Hong’s sets are becoming smaller and smaller, and the shooting days fewer and fewer. Do you think this elusive shooting period comes with a certain freedom?
Yes, because everything is so unusual. Hong is trying to make films in fewer and fewer days. Our first film together was shot in thirteen days, the second in nine and we shot this one in just six days. There is no script, no character, not even a story. When I joined, all I knew was that I was going to play a very special teacher, certainly not a traditional schoolteacher, but he didn’t say much else to me. I love that. Doing a movie, by definition, is always jumping into the unknown, even if you have a full script and know all your dialogue. For me, it doesn’t make a difference. Films are exaggerations anyway—it’s about doing things for the first time, and each time you do it—even if you know the lines—it’s improvisation by definition. Films are an experience, not a theorem.
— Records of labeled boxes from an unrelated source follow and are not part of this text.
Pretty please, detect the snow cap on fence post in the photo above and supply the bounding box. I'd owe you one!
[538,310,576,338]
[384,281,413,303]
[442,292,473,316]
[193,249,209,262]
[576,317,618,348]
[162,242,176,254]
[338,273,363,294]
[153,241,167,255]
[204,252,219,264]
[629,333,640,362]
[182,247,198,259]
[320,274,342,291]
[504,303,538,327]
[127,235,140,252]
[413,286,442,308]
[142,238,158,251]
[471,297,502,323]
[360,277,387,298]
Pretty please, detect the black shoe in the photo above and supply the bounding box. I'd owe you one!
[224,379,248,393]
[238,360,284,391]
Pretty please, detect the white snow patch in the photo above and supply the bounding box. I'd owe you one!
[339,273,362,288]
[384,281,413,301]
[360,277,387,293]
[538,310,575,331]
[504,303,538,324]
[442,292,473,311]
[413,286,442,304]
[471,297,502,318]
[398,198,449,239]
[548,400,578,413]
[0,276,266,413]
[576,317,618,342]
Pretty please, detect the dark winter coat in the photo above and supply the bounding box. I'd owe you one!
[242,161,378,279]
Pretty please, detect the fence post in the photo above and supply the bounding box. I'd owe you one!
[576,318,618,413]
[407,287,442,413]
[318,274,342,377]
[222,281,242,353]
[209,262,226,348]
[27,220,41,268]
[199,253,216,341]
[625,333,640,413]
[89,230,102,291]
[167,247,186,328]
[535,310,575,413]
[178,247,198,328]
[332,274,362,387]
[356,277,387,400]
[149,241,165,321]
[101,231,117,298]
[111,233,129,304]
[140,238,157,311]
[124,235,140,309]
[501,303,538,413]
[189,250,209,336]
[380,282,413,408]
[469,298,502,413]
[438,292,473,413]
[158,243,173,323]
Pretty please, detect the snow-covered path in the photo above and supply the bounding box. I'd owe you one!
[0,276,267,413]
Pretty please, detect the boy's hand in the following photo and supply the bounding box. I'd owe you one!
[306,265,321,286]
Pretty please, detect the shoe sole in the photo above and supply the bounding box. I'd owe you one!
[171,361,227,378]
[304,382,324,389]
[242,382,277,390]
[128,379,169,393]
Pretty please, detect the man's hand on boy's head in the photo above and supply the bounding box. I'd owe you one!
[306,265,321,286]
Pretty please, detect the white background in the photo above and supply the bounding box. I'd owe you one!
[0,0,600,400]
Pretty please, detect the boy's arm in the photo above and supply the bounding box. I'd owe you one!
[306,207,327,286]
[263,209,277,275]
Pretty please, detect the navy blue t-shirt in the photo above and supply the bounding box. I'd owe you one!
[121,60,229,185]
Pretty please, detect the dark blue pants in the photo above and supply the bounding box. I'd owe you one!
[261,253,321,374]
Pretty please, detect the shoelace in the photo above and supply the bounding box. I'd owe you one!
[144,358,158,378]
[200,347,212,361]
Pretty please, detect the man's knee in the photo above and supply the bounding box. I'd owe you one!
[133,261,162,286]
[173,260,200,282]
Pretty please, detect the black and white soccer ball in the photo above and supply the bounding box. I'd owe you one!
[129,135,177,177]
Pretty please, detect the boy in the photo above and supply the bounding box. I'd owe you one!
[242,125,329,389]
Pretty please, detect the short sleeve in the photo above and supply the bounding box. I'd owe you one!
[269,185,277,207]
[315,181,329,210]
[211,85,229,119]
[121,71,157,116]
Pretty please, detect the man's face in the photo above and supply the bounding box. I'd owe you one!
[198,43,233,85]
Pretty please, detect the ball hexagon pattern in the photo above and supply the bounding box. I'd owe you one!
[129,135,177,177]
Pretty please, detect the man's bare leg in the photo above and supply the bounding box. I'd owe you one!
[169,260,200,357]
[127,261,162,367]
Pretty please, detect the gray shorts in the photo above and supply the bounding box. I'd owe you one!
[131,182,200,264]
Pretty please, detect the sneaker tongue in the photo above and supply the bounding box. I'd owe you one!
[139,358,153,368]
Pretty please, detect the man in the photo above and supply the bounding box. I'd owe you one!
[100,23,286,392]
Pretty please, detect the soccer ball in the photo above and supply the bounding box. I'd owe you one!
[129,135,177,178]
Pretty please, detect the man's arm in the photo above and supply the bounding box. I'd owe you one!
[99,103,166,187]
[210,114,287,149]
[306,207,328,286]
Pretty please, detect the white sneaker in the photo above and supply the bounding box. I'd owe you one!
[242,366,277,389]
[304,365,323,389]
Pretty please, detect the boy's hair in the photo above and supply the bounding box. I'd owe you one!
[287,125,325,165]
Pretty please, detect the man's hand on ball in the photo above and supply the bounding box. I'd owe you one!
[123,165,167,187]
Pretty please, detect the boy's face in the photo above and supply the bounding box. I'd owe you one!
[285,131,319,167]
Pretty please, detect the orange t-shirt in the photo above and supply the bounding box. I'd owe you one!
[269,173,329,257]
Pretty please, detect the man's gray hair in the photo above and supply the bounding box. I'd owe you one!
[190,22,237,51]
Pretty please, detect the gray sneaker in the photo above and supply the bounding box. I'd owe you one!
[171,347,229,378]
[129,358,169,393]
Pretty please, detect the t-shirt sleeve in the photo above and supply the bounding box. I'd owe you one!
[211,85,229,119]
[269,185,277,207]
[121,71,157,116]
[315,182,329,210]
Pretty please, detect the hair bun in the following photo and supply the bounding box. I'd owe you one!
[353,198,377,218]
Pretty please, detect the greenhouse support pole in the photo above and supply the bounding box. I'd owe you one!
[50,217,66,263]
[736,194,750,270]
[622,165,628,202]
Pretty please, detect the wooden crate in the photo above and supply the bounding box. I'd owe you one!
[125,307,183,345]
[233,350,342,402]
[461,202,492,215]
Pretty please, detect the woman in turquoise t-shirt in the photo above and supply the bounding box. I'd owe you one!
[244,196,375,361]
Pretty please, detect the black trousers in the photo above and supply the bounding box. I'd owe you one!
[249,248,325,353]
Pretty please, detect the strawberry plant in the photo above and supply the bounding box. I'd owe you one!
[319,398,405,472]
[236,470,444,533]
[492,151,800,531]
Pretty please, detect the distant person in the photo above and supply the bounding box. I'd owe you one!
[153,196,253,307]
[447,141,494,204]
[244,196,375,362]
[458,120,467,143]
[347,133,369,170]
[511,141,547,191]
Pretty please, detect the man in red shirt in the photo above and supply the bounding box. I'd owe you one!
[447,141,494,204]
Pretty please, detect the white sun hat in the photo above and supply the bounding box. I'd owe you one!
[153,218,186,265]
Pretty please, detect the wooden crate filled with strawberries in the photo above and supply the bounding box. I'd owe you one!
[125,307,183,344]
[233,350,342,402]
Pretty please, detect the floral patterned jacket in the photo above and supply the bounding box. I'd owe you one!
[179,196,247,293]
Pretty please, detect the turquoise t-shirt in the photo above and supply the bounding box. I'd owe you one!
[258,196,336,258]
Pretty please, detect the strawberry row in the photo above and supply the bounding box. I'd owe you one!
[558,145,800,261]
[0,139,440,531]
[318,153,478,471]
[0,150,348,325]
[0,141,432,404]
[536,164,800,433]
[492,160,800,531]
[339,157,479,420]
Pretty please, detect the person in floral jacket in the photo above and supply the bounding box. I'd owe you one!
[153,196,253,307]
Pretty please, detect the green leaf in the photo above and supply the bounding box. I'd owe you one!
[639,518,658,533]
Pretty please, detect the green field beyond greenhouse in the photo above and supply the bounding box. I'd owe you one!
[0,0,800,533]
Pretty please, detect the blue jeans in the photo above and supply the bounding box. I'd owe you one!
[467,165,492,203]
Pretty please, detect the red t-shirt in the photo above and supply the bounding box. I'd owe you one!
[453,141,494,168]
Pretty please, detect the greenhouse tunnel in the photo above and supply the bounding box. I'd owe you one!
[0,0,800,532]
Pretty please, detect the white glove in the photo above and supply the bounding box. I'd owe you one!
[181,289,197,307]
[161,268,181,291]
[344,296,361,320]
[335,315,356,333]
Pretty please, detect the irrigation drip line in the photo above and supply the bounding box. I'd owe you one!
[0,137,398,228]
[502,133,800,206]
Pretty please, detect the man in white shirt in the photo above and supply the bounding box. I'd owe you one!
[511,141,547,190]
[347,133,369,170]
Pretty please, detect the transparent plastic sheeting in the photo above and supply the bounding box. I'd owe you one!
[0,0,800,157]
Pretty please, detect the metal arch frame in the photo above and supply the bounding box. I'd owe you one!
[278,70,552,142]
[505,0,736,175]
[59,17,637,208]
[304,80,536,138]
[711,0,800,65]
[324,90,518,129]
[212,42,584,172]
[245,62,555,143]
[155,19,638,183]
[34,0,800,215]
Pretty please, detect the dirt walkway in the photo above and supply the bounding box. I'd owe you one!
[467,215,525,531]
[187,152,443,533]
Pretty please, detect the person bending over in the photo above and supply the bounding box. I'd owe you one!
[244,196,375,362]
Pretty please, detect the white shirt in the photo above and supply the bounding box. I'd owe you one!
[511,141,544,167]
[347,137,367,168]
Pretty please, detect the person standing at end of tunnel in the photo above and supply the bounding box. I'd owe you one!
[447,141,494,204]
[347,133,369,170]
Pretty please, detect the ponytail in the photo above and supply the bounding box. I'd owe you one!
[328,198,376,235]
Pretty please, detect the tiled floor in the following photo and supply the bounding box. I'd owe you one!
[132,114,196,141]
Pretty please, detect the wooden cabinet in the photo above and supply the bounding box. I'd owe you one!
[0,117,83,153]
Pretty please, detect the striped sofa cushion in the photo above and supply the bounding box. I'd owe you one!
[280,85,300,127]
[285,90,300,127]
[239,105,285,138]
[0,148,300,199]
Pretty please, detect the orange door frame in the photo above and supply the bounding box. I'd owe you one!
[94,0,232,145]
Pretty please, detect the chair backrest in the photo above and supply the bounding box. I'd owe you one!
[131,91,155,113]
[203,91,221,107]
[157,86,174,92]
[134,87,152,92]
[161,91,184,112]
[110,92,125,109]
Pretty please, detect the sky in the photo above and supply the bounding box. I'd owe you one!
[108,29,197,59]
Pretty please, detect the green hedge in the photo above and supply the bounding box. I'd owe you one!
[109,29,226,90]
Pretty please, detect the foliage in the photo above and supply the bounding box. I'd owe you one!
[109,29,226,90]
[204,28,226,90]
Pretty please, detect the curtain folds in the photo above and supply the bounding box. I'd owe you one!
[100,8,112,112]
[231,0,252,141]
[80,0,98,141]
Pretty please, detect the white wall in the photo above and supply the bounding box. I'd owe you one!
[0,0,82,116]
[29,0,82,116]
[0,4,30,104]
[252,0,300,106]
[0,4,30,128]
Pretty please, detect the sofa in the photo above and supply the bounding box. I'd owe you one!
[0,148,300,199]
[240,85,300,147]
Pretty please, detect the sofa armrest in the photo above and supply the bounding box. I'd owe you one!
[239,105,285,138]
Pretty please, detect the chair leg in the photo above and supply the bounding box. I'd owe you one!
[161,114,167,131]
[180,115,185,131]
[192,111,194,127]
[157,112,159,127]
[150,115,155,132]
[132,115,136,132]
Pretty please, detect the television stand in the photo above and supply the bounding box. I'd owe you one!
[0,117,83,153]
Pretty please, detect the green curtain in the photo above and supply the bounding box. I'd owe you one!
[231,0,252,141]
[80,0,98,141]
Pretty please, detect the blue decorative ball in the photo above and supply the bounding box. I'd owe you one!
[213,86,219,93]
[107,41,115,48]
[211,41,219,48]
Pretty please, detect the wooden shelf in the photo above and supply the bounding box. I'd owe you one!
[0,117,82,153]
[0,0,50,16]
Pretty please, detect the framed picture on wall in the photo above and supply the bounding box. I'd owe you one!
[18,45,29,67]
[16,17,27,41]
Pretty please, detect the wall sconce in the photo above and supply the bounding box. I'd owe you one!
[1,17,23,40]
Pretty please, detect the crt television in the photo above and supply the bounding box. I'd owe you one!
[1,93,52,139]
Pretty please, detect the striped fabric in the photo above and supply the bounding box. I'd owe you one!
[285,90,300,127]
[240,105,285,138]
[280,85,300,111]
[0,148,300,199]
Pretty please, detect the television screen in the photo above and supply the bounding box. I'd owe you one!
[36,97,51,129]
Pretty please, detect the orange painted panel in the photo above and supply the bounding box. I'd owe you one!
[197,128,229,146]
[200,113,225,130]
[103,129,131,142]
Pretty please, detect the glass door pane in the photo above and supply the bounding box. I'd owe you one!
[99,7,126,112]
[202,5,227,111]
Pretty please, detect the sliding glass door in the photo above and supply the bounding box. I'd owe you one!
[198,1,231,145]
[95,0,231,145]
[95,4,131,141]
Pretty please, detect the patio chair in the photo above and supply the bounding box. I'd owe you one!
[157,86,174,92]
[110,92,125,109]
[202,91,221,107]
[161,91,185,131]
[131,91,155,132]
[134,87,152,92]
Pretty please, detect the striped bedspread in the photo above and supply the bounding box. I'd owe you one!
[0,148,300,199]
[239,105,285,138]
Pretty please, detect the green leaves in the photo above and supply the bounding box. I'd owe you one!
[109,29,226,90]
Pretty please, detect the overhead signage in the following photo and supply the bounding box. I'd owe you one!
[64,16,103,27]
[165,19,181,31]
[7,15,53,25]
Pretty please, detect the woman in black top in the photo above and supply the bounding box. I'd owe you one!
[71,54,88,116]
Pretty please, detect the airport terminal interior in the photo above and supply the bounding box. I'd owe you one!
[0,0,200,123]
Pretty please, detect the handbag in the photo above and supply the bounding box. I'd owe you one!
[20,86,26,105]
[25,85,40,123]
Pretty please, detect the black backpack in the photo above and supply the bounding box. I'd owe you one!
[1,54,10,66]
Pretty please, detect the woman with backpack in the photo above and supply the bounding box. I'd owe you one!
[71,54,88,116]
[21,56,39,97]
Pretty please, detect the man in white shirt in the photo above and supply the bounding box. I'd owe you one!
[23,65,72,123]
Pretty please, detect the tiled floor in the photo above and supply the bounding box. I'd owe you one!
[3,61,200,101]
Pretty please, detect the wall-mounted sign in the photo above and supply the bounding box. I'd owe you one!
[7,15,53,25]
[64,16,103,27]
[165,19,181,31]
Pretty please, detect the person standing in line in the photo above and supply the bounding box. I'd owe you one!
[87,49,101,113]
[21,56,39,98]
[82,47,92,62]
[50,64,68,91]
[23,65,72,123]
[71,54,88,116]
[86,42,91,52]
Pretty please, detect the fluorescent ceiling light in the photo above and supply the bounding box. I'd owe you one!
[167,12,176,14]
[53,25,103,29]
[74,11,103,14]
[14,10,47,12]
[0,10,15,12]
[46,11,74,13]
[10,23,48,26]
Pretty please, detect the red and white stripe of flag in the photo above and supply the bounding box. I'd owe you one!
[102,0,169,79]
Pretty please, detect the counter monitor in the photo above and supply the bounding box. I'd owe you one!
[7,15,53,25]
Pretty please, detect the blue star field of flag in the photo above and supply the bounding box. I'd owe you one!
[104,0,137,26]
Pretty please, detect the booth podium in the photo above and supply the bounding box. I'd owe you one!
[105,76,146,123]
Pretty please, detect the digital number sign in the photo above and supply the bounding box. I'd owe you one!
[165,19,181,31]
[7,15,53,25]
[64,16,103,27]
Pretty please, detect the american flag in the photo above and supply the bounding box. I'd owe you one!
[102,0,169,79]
Do you think an experience like this bleeds into your next project?
No, I wouldn’t say that. I think each experience is something in itself and stays contained in itself. I don’t connect a work to something that comes next because everything is so unique by definition. Every director, story and set is unique. When it’s over, it’s over. If anything, it just gives me the wish and the willingness to do another film like it.

There is a certain giddiness to Iris that I feel is the opposite of the severity and tension of a lot of your most notorious characters. I love how she giggles so freely and prances around her emotions. How was it to embody that youthful giddiness?
I love this moment with the husband because it is completely unexpected, and it comes from Hong’s huge talent to create situations with dialogue. All of a sudden, everything becomes so funny. In that scene, when we are all sitting on the couches, I am speaking about drinking two bottles of makgeolli and we are getting a little drunk. Then suddenly in the next scene, you find me on top of the terrace, lonely and melancholic. These situations are loaded with so much meaning, so much reasoning, just like in music. You resent everything.